Hayabusa2 prepares to collect a sample from Ryugu

Hayabusa2 has sent rovers and landers to the surface of Ryugu, and now it’s time to have a look itself


Hayabusa2 arrived at the asteroid 162173 Ryugu on 26 June 2018. Image credit: JAXA

JAXA’s (Japan Aerospace Exploration Agency) Hayabusa2 mission is on track to return samples from its target asteroid, 162173 Ryugu, a C-type Near Earth Asteroid (NEA). The past month has seen the successful deployment of two rovers and a lander. The mission focus is now on the successful retrieval and return of a surface sample.

Two members of the Planetary Science Institute’s (PSI) science staff are on the Hayabusa2 science team as part of NASA’s Participating Scientist program, a cooperative effort between NASA and JAXA. Deborah Domingue is a member of both the Optical Navigation Camera (ONC) and Near Infrared Spectrometer (NIRS3) instrument teams. Lucille Le Corre is a Co-Investigator on the ONC team. Their focus, over the past several months, has been in support of data processing and analysis of Hayabusa2 data for landing site selection.

The Hayabusa2 engineering team’s safety constraints restrict where the spacecraft can safely touch down.
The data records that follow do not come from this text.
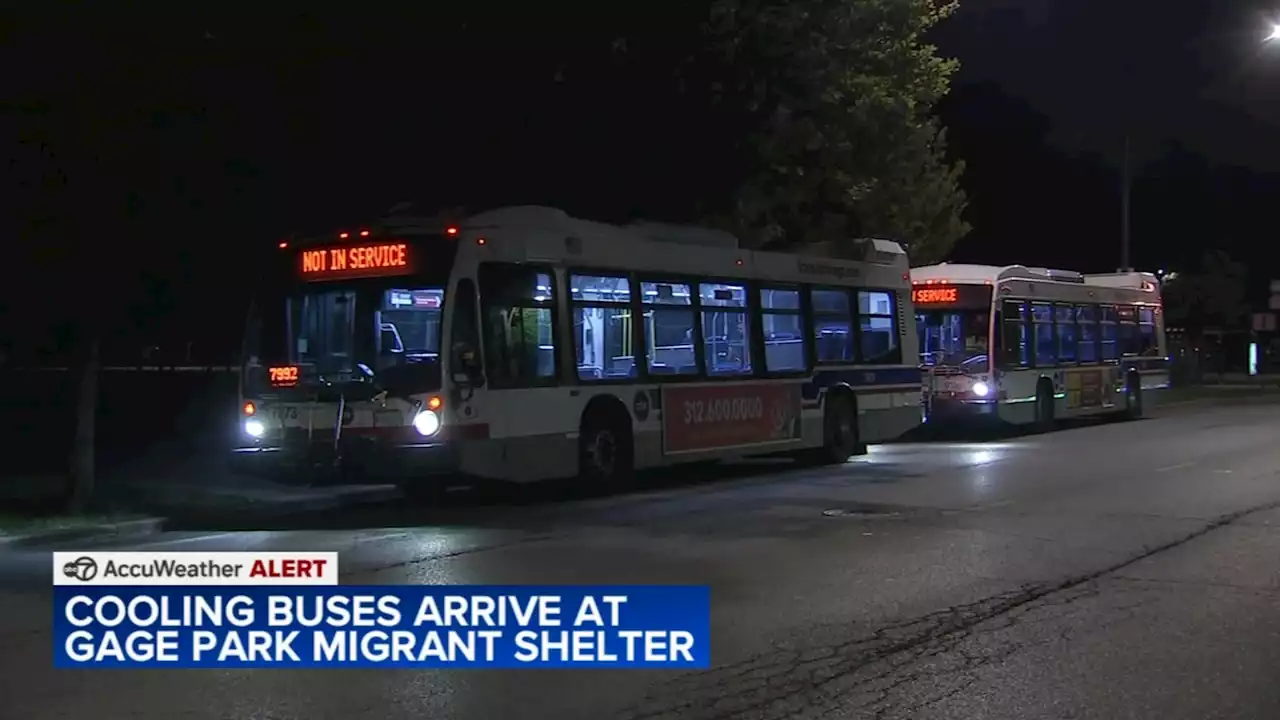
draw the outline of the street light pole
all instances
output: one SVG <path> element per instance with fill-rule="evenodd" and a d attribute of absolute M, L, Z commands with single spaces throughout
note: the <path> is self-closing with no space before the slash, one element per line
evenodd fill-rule
<path fill-rule="evenodd" d="M 1133 191 L 1133 172 L 1129 165 L 1129 132 L 1124 135 L 1124 158 L 1120 161 L 1120 272 L 1129 268 L 1129 196 Z"/>

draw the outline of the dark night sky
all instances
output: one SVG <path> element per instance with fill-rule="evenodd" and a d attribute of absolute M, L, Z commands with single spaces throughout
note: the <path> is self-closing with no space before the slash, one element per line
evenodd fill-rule
<path fill-rule="evenodd" d="M 3 129 L 22 140 L 4 232 L 27 249 L 86 242 L 93 229 L 32 218 L 84 214 L 86 197 L 59 178 L 81 177 L 84 138 L 106 137 L 114 174 L 90 200 L 128 206 L 127 227 L 110 232 L 146 249 L 122 270 L 133 319 L 120 328 L 134 328 L 122 334 L 216 325 L 233 338 L 252 249 L 402 200 L 690 218 L 735 174 L 731 133 L 676 96 L 669 73 L 646 69 L 696 44 L 672 29 L 696 28 L 691 5 L 19 18 L 3 26 L 0 56 L 17 90 Z M 963 0 L 938 31 L 963 63 L 943 108 L 973 197 L 956 259 L 1114 268 L 1128 126 L 1149 165 L 1134 200 L 1140 265 L 1206 243 L 1280 261 L 1253 229 L 1280 184 L 1215 169 L 1280 170 L 1280 46 L 1258 42 L 1267 19 L 1221 0 Z M 1172 159 L 1170 141 L 1184 146 Z"/>
<path fill-rule="evenodd" d="M 991 79 L 1050 114 L 1068 146 L 1117 152 L 1125 117 L 1149 158 L 1178 138 L 1217 161 L 1280 169 L 1280 5 L 1233 0 L 964 0 L 942 32 L 960 81 Z"/>

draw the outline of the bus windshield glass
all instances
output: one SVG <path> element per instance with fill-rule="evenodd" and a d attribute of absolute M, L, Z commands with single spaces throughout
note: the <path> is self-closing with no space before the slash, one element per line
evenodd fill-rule
<path fill-rule="evenodd" d="M 986 365 L 988 352 L 987 310 L 927 310 L 916 313 L 920 364 L 970 368 Z"/>
<path fill-rule="evenodd" d="M 269 283 L 250 318 L 246 388 L 366 383 L 379 391 L 439 389 L 449 264 L 434 268 L 412 275 Z"/>

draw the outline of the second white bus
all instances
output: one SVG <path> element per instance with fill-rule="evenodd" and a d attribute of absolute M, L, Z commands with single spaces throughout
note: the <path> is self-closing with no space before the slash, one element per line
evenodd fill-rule
<path fill-rule="evenodd" d="M 1139 418 L 1169 387 L 1151 273 L 941 264 L 911 282 L 929 423 Z"/>

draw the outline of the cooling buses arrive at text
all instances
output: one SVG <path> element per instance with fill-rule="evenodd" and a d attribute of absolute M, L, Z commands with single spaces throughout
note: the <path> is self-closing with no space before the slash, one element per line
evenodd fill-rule
<path fill-rule="evenodd" d="M 922 421 L 906 255 L 748 251 L 548 208 L 393 217 L 282 243 L 246 338 L 243 461 L 577 477 L 786 452 L 840 462 Z"/>

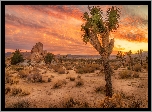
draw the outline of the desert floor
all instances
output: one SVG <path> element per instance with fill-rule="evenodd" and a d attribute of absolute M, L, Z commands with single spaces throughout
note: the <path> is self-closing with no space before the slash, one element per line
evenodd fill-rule
<path fill-rule="evenodd" d="M 69 70 L 68 74 L 58 74 L 50 69 L 38 68 L 42 74 L 43 82 L 31 83 L 25 79 L 17 78 L 17 84 L 5 84 L 5 87 L 19 87 L 29 93 L 28 95 L 12 95 L 11 92 L 5 94 L 5 107 L 11 107 L 13 104 L 21 101 L 28 101 L 30 108 L 67 108 L 81 107 L 82 102 L 85 107 L 99 108 L 101 101 L 105 99 L 104 73 L 99 74 L 99 70 L 94 73 L 77 74 L 74 70 Z M 148 73 L 139 72 L 139 78 L 120 79 L 118 73 L 124 68 L 114 70 L 112 75 L 113 92 L 121 94 L 123 101 L 135 96 L 135 99 L 142 101 L 142 108 L 148 107 Z M 17 77 L 17 72 L 11 72 L 11 77 Z M 81 78 L 77 78 L 81 76 Z M 51 81 L 48 82 L 48 78 Z M 75 80 L 71 81 L 70 77 Z M 83 85 L 76 86 L 76 82 L 83 82 Z M 55 83 L 60 83 L 58 88 L 53 88 Z M 100 88 L 99 91 L 97 88 Z M 70 100 L 72 98 L 73 100 Z M 132 98 L 131 98 L 132 100 Z M 68 101 L 73 102 L 70 104 Z M 79 102 L 77 105 L 74 102 Z M 73 106 L 74 105 L 74 106 Z M 82 106 L 83 107 L 83 106 Z"/>

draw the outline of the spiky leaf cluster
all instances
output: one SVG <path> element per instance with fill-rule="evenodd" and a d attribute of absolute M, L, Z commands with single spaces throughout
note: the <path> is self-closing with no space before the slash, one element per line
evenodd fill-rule
<path fill-rule="evenodd" d="M 11 57 L 11 64 L 15 65 L 15 64 L 23 62 L 23 61 L 24 61 L 24 59 L 23 59 L 22 54 L 20 53 L 20 50 L 16 49 L 16 51 L 13 52 L 13 56 Z"/>
<path fill-rule="evenodd" d="M 106 25 L 109 28 L 109 31 L 117 30 L 119 27 L 119 21 L 120 18 L 120 9 L 117 7 L 112 6 L 112 8 L 109 8 L 107 10 L 107 22 Z"/>
<path fill-rule="evenodd" d="M 116 30 L 118 25 L 119 8 L 109 8 L 107 10 L 107 20 L 103 21 L 103 12 L 98 6 L 93 6 L 92 8 L 88 6 L 89 14 L 85 12 L 83 14 L 83 20 L 85 23 L 81 25 L 81 31 L 84 32 L 82 35 L 83 41 L 85 43 L 89 42 L 90 34 L 95 35 L 105 33 L 107 30 Z"/>
<path fill-rule="evenodd" d="M 47 53 L 47 55 L 44 58 L 44 61 L 45 63 L 51 63 L 53 59 L 54 59 L 54 54 Z"/>

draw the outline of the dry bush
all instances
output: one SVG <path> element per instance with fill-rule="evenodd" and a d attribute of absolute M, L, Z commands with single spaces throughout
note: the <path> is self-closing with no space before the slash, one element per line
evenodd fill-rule
<path fill-rule="evenodd" d="M 17 103 L 14 103 L 10 105 L 9 107 L 6 108 L 29 108 L 30 107 L 30 102 L 27 100 L 21 100 Z"/>
<path fill-rule="evenodd" d="M 27 80 L 29 82 L 43 82 L 42 75 L 39 72 L 33 72 L 32 74 L 28 75 Z"/>
<path fill-rule="evenodd" d="M 62 85 L 66 85 L 66 80 L 57 80 L 54 84 L 53 84 L 53 89 L 57 89 L 57 88 L 61 88 Z"/>
<path fill-rule="evenodd" d="M 50 68 L 54 70 L 54 72 L 58 72 L 58 69 L 61 67 L 61 65 L 51 65 Z"/>
<path fill-rule="evenodd" d="M 20 71 L 20 70 L 23 70 L 24 67 L 18 66 L 18 65 L 12 65 L 12 66 L 11 66 L 11 69 L 12 69 L 12 70 L 15 70 L 15 71 Z"/>
<path fill-rule="evenodd" d="M 10 88 L 10 93 L 12 96 L 26 96 L 30 94 L 30 92 L 27 89 L 22 89 L 21 87 Z"/>
<path fill-rule="evenodd" d="M 5 87 L 5 94 L 9 93 L 11 91 L 10 87 Z"/>
<path fill-rule="evenodd" d="M 48 82 L 51 82 L 51 80 L 52 80 L 51 78 L 48 78 Z"/>
<path fill-rule="evenodd" d="M 76 87 L 80 87 L 80 86 L 83 86 L 84 85 L 84 82 L 82 79 L 79 79 L 76 81 Z"/>
<path fill-rule="evenodd" d="M 75 81 L 75 77 L 70 77 L 70 81 Z"/>
<path fill-rule="evenodd" d="M 76 73 L 94 73 L 95 70 L 101 70 L 100 65 L 98 64 L 80 64 L 76 65 Z"/>
<path fill-rule="evenodd" d="M 130 70 L 124 70 L 119 72 L 119 78 L 120 79 L 127 79 L 131 78 L 132 72 Z"/>
<path fill-rule="evenodd" d="M 143 102 L 135 96 L 126 96 L 123 92 L 113 94 L 112 98 L 105 97 L 100 102 L 100 108 L 141 108 Z"/>
<path fill-rule="evenodd" d="M 144 65 L 143 65 L 143 68 L 148 71 L 148 64 L 144 64 Z"/>
<path fill-rule="evenodd" d="M 133 77 L 134 78 L 139 78 L 139 73 L 138 72 L 134 72 Z"/>
<path fill-rule="evenodd" d="M 59 74 L 65 74 L 65 70 L 64 70 L 62 67 L 60 67 L 60 68 L 58 69 L 58 73 L 59 73 Z"/>
<path fill-rule="evenodd" d="M 54 72 L 58 72 L 59 74 L 65 74 L 65 70 L 62 68 L 61 65 L 51 65 L 51 68 Z"/>
<path fill-rule="evenodd" d="M 136 72 L 141 71 L 141 65 L 140 64 L 135 64 L 134 71 L 136 71 Z"/>
<path fill-rule="evenodd" d="M 5 84 L 18 84 L 19 80 L 17 79 L 17 77 L 13 77 L 10 75 L 9 72 L 5 72 Z"/>
<path fill-rule="evenodd" d="M 27 78 L 27 76 L 29 75 L 29 71 L 28 70 L 20 70 L 18 73 L 18 76 L 20 78 Z"/>
<path fill-rule="evenodd" d="M 66 65 L 66 64 L 65 64 L 64 67 L 66 68 L 66 70 L 72 70 L 72 67 L 73 67 L 73 66 L 72 66 L 72 65 Z"/>
<path fill-rule="evenodd" d="M 20 94 L 21 92 L 22 92 L 22 89 L 21 89 L 21 88 L 16 88 L 16 87 L 14 87 L 14 88 L 11 89 L 11 94 L 12 94 L 13 96 L 18 95 L 18 94 Z"/>
<path fill-rule="evenodd" d="M 118 70 L 118 68 L 120 68 L 121 65 L 120 64 L 115 64 L 115 66 L 113 67 L 114 70 Z"/>
<path fill-rule="evenodd" d="M 77 78 L 78 78 L 78 79 L 81 79 L 81 76 L 80 76 L 80 75 L 78 75 L 78 76 L 77 76 Z"/>
<path fill-rule="evenodd" d="M 104 86 L 95 87 L 95 92 L 104 94 L 105 87 Z"/>
<path fill-rule="evenodd" d="M 78 101 L 72 97 L 65 98 L 61 102 L 62 108 L 89 108 L 89 103 L 86 101 Z"/>

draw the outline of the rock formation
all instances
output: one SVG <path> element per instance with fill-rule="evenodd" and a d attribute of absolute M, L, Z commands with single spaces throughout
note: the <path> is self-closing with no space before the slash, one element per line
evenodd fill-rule
<path fill-rule="evenodd" d="M 38 42 L 31 50 L 31 60 L 42 60 L 46 54 L 47 51 L 43 50 L 43 44 Z"/>

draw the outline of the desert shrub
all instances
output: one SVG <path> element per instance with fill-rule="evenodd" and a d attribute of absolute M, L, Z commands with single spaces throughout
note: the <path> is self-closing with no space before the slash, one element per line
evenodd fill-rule
<path fill-rule="evenodd" d="M 20 78 L 27 78 L 28 75 L 29 75 L 29 73 L 26 70 L 20 70 L 19 73 L 18 73 L 18 76 Z"/>
<path fill-rule="evenodd" d="M 51 65 L 49 67 L 52 68 L 54 72 L 58 72 L 58 69 L 61 68 L 61 65 Z"/>
<path fill-rule="evenodd" d="M 44 61 L 45 63 L 51 63 L 53 59 L 54 59 L 54 54 L 47 53 L 47 55 L 44 58 Z"/>
<path fill-rule="evenodd" d="M 103 94 L 105 92 L 105 87 L 104 86 L 95 87 L 95 92 Z"/>
<path fill-rule="evenodd" d="M 33 82 L 33 83 L 43 82 L 42 81 L 42 75 L 39 74 L 38 72 L 34 72 L 34 73 L 28 75 L 27 80 L 30 81 L 30 82 Z"/>
<path fill-rule="evenodd" d="M 141 71 L 141 65 L 140 64 L 135 64 L 134 71 L 136 71 L 136 72 Z"/>
<path fill-rule="evenodd" d="M 22 54 L 20 53 L 20 50 L 16 49 L 16 51 L 13 52 L 13 57 L 11 57 L 11 64 L 16 65 L 17 63 L 20 63 L 23 61 L 24 61 L 24 59 L 23 59 Z"/>
<path fill-rule="evenodd" d="M 133 99 L 128 104 L 129 108 L 141 108 L 141 106 L 142 106 L 142 100 L 141 99 L 137 99 L 137 100 Z"/>
<path fill-rule="evenodd" d="M 76 81 L 76 87 L 80 87 L 80 86 L 83 86 L 83 85 L 84 85 L 83 80 L 77 80 Z"/>
<path fill-rule="evenodd" d="M 81 76 L 80 76 L 80 75 L 78 75 L 78 76 L 77 76 L 77 78 L 78 78 L 78 79 L 81 79 Z"/>
<path fill-rule="evenodd" d="M 24 89 L 22 89 L 22 88 L 20 88 L 20 87 L 13 87 L 13 88 L 11 88 L 10 90 L 11 90 L 10 92 L 11 92 L 11 95 L 12 95 L 12 96 L 16 96 L 16 95 L 26 96 L 26 95 L 29 95 L 29 94 L 30 94 L 29 91 L 24 90 Z"/>
<path fill-rule="evenodd" d="M 112 98 L 105 97 L 100 102 L 100 108 L 141 108 L 142 106 L 141 100 L 135 99 L 135 96 L 125 96 L 122 92 L 114 93 Z"/>
<path fill-rule="evenodd" d="M 139 78 L 139 73 L 138 72 L 134 72 L 133 77 L 134 78 Z"/>
<path fill-rule="evenodd" d="M 118 70 L 118 68 L 120 68 L 120 65 L 119 65 L 119 64 L 116 64 L 116 65 L 113 67 L 114 70 Z"/>
<path fill-rule="evenodd" d="M 19 80 L 16 77 L 11 77 L 11 75 L 8 72 L 5 72 L 5 84 L 18 84 Z"/>
<path fill-rule="evenodd" d="M 9 93 L 11 91 L 10 87 L 5 87 L 5 94 Z"/>
<path fill-rule="evenodd" d="M 27 100 L 21 100 L 17 103 L 14 103 L 10 105 L 9 108 L 29 108 L 30 107 L 30 102 Z"/>
<path fill-rule="evenodd" d="M 99 64 L 80 64 L 76 65 L 76 73 L 94 73 L 95 70 L 100 70 L 101 67 Z"/>
<path fill-rule="evenodd" d="M 60 67 L 60 68 L 58 69 L 58 73 L 59 73 L 59 74 L 65 74 L 65 70 L 64 70 L 62 67 Z"/>
<path fill-rule="evenodd" d="M 132 72 L 130 70 L 124 70 L 119 72 L 119 78 L 120 79 L 126 79 L 131 78 Z"/>
<path fill-rule="evenodd" d="M 72 97 L 68 97 L 61 102 L 62 108 L 89 108 L 89 103 L 86 101 L 78 101 Z"/>
<path fill-rule="evenodd" d="M 51 78 L 48 78 L 48 82 L 51 82 Z"/>
<path fill-rule="evenodd" d="M 70 77 L 70 81 L 75 81 L 75 77 Z"/>
<path fill-rule="evenodd" d="M 66 82 L 66 80 L 57 80 L 54 84 L 53 84 L 53 89 L 57 89 L 57 88 L 61 88 L 62 87 L 62 85 L 64 84 L 66 84 L 67 82 Z"/>
<path fill-rule="evenodd" d="M 148 64 L 144 64 L 144 65 L 143 65 L 143 68 L 148 71 Z"/>
<path fill-rule="evenodd" d="M 64 67 L 66 68 L 66 70 L 72 70 L 72 65 L 64 65 Z"/>
<path fill-rule="evenodd" d="M 21 88 L 16 88 L 16 87 L 14 87 L 14 88 L 11 89 L 11 93 L 12 93 L 13 96 L 18 95 L 18 94 L 20 94 L 21 92 L 22 92 L 22 89 L 21 89 Z"/>

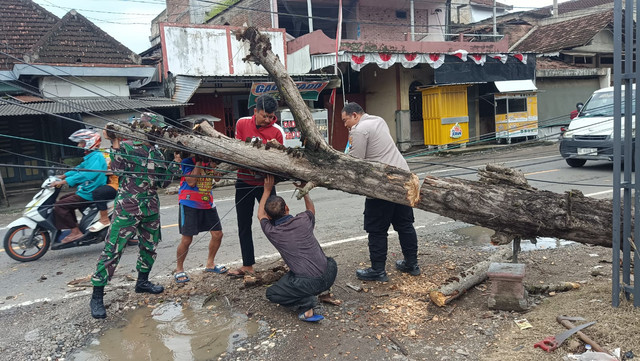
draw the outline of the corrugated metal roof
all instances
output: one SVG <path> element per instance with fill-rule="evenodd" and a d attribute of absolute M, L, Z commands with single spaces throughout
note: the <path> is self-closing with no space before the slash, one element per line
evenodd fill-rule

These constrains include regions of 100 metre (330 foot) diameter with an average slope less than 30 degrees, boulder heights less than 50 centimetres (20 inches), and an absolute temperature less than 370 degrees Kelvin (97 degrees Celsius or 210 degrees Fahrenheit). This limited the selection to a region plus or minus 30 degrees from the equator. The challenge of the science team was to find a region of scientific interest that meet the engineering constraints.

The biggest hurdle seems to be finding regolith in a place that is comprised of boulders less than 50 centimetres, within a 100 metre diameter region. The lack of a powdered, fine-grain regolith on asteroid Ryugu will make it difficult for the Hayabusa2 spacecraft to collect a sample to be returned to Earth.

On 15 October 2018, Hayabusa2 images the surface using its ONC-T (Optical Navigation Camera-Telescopic) from an altitude of 42 metres (140 feet). Image credit: JAXA/Tokyo University/Kochi University/Rikkyo University/Nagoya University/Chiba Institute of Technology/Meiji Univeristy/Aizu University/AIST

“Unlike other asteroids we have visited, Ryugu has no powder, no fine-grain regolith. That makes selecting a place to sample more challenging,” says PSI’s Domingue. “We are helping characterise the surface to optimise landing site selection.”

“Since the approach phase began last June, my main goal was to support the Hayabusa2 team in the preparation of touch down operations,” says Le Corre. “In order to assess the sampleability of Ryugu’s terrains I have worked on generating products such as ONC image mosaics and local topographic models. Our data show that the Hayabusa2 team has to carefully select a sampling site to avoid the numerous boulders present on the surface.”

Domingue has been working on regolith analysis, with a focus on the photometric and spectral characterisation of the surface. Le Corre has been focused on mapping the surface, combining both the geologic features with the topographic properties. The goal of the science team is to select a site that will return a sample of the least processed material, yet meet the engineering constraints.

“We need to have a very detailed understanding of the nature of the surface to be sampled in order to maximise the realisation of the science goals of the mission,” says Domingue.